Unable to view Vertex AI pipeline node logs

982 Views Asked by At

I created a Vertex AI pipeline to perform a simple ML flow of creating a dataset, training a model on it and then predicting on the test set. There is a python function based component (train-logistic-model) where I train the model. However, in the component I specify an invalid package and hence the step in the pipeline fails. I know this because when I corrected the package name the step worked fine. However, for the failed pipeline I am unable to see any logs. When I click on the "VIEW JOB" under "Execution Info" on the pipeline Runtime Graph (pic attached) it takes me to the "CUSTOM JOB" page which the pipeline ran. There is a message:

Custom job failed with error message: The replica workerpool0-0 exited with a non-zero status of 1 ...

When I click the VIEW LOGS button, it takes me to the Logs Explorer where there are NO logs. Why are there no logs? Do I need to enable logging somewhere in the pipeline for this? Or could it be a permission issue (it does not mention anything about it though, just this message on the Logs Explorer and 0 logs below it.
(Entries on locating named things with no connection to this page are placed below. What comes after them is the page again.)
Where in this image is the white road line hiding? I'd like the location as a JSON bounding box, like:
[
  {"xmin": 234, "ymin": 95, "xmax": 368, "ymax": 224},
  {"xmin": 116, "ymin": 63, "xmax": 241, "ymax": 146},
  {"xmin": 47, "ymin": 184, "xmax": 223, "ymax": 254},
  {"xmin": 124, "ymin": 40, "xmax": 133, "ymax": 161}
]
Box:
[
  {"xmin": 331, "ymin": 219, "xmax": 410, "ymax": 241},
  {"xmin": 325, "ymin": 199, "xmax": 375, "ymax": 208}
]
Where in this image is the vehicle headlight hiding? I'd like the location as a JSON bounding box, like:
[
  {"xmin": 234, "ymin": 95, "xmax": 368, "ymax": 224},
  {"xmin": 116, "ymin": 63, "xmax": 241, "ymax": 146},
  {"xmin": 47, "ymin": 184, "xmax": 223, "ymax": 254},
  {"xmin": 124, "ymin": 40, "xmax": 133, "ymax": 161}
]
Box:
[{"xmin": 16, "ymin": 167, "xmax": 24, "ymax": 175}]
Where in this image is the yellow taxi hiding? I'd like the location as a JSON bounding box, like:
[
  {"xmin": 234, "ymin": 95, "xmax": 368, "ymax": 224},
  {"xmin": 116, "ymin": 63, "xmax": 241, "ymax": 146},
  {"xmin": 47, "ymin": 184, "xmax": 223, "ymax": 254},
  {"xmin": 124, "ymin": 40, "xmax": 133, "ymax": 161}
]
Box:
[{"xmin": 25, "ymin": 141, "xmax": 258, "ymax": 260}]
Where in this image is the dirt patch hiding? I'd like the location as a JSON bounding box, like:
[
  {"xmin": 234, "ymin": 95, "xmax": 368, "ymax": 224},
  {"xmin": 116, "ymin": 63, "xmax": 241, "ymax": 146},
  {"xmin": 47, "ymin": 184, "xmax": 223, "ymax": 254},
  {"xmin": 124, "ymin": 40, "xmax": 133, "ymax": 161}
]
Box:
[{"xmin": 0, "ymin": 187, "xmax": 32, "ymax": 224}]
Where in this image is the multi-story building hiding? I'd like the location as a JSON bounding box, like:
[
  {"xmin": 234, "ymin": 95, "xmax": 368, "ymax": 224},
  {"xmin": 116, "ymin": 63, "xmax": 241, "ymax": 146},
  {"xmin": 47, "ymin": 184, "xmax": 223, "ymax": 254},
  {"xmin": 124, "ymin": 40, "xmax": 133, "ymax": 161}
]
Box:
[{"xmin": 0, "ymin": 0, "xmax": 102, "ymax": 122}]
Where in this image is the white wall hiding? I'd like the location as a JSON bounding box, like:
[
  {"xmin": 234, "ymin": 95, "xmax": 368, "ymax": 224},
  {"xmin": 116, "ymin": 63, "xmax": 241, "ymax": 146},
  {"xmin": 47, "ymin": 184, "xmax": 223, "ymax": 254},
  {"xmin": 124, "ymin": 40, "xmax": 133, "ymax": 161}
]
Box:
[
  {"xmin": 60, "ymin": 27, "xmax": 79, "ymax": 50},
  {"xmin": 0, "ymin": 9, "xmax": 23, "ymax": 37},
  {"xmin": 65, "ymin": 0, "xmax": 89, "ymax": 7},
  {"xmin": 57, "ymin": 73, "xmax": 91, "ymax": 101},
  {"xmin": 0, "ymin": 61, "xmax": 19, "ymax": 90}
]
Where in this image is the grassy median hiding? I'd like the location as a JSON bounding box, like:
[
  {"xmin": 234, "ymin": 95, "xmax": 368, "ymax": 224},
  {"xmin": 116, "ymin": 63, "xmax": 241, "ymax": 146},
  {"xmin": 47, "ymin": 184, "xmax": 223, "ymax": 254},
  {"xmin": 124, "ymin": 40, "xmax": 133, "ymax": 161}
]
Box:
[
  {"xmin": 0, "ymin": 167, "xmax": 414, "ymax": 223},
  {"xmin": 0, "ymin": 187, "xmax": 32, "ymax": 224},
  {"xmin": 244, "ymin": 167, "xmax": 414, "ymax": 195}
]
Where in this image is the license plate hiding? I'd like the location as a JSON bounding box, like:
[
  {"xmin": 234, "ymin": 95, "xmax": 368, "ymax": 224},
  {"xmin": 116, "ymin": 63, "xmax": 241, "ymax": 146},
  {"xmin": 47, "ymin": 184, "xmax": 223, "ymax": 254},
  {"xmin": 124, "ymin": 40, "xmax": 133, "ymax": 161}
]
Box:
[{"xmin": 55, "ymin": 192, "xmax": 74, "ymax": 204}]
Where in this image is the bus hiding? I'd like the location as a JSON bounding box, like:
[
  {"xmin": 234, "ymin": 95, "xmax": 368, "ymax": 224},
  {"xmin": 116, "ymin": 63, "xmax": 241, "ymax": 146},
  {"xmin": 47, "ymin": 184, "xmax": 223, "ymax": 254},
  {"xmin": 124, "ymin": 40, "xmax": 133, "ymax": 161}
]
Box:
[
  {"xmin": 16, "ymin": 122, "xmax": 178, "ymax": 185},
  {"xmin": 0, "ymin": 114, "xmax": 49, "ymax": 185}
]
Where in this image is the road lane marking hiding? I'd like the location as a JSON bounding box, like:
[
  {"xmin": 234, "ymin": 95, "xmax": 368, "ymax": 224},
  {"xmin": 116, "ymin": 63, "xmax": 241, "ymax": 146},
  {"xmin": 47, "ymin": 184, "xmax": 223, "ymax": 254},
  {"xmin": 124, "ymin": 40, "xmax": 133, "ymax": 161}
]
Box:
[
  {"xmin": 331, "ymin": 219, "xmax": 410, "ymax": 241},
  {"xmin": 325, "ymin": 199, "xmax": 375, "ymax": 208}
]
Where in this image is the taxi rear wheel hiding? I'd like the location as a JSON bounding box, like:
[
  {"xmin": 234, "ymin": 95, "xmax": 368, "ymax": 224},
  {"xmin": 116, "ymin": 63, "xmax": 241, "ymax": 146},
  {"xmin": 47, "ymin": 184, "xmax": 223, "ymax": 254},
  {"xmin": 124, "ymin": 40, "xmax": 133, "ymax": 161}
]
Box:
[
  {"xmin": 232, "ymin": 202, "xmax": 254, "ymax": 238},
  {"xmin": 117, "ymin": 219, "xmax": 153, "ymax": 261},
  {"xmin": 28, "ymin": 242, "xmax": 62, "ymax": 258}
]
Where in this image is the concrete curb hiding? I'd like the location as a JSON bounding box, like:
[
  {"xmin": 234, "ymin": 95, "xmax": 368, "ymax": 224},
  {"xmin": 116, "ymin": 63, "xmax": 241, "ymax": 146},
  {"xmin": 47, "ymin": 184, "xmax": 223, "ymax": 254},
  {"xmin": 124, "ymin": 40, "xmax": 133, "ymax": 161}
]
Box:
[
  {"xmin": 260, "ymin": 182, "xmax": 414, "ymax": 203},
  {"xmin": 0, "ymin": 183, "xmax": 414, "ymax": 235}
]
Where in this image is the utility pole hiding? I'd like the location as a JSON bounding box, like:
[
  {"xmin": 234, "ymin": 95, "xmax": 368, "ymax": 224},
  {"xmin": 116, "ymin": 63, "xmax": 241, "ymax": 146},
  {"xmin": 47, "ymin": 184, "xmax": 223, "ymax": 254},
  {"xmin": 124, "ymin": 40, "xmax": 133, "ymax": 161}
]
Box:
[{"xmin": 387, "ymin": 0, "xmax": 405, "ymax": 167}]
Showing logs for time specified in query. To view more results update your query

enter image description here

2

There are 2 best solutions below

0
Avinash Gunda On

Find the pipeline job id in the component logs and paste it in the below code

from google.cloud import aiplatform

from collections import namedtuple

import json

import time

def get_status_helper(client):

response = client.get_hyperparameter_tuning_job(
        name=training_job.metadata["resource_name"])

job_status = str(response.state)

return job_status

api_endpoint = f"{location}-aiplatform.googleapis.com"

client_options = {"api_endpoint": api_endpoint}

client = aiplatform.gapic.JobServiceClient(client_options=client_options)

client.get_custom_job(name="projects/{project-id}/locations/{your-location}/customJobs/{pipeline-id}")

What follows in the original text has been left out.